Eppure si tratta di un dibattito che il Regno Unito potrebbe pagare caro. Giacché, aldilà delle conseguenze economiche, in caso di brexit i risvolti di natura strategica sarebbero rilevanti. Anzitutto, un tale sviluppo riaccenderebbe la questione scozzese. Improvvisamente confitta nella sola Gran Bretagna, Edimburgo potrebbe reclamare unilateralmente la propria indipendenza. Privando Londra dell’indispensabile profondità difensiva sul fronte settentrionale, ottenuta nei secoli con la conquista dell’intero arcipelago britannico. Così si assisterebbe all’ulteriore scadimento della “speciale relazione” con gli Stati Uniti, che potrebbero conferire ad un altro Stato membro il ruolo di testa di ponte negli affari continentali. Per tacere della successiva necessità da parte di Londra di negoziare con l’Ue un complicato accordo di libero scambio.

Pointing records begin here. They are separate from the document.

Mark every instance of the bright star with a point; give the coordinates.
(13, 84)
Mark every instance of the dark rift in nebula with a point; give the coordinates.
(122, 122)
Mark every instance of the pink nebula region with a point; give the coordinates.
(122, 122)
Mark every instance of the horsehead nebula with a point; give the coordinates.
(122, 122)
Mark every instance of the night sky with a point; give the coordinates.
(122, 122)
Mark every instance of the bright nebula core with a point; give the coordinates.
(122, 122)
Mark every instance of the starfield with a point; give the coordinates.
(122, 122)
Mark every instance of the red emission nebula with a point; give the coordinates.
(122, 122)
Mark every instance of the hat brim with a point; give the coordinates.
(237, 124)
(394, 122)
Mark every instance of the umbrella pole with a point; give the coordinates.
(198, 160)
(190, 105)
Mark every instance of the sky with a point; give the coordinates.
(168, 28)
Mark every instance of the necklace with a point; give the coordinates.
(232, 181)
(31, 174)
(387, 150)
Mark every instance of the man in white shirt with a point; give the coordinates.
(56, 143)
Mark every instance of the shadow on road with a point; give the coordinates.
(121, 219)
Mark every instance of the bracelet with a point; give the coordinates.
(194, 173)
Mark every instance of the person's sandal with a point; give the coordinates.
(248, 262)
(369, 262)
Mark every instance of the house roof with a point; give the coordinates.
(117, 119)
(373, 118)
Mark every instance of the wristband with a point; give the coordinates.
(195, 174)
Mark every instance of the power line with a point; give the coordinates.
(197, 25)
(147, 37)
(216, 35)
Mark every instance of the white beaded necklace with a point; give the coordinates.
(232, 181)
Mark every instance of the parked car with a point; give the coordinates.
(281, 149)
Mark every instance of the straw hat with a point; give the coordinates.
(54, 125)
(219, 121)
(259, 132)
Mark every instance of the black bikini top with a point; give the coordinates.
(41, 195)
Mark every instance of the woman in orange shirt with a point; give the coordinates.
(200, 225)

Scenari funesti che palesano la leggerezza di Cameron nell’indire il referendum e nel trattare con Bruxelles. Il premier britannico avrebbe conseguito risultati migliori muovendosi unilateralmente, in barba a trattati e norme europee. Ovvero la strada imboccata dalla Germania che da tempo viola gli accordi garantendosi uno straordinario surplus commerciale. O dai paesi dell’Europa centro-orientale che sospendono Schengen e costruiscono muri. O dalla Francia che contravviene al patto di stabilità. In piena disintegrazione comunitaria, il governo conservatore avrebbe avuto facile gioco nell’imporre la sua volontà, senza paventare il formale abbandono dell’Unione Europea. Convincendo simultaneamente gli elettori britannici della propria fermezza e i partner internazionali della propria (posticcia) fedeltà allo spazio continentale.

Invece rischia adesso di affrontare un nuovo isolamento, con possibile frammentazione del Regno Unito. Nell’amara consapevolezza d’aver ottenuto un mediatico status speciale che, nell’attuale Unione Europea, semplicemente appartiene a tutti gli Stati membri.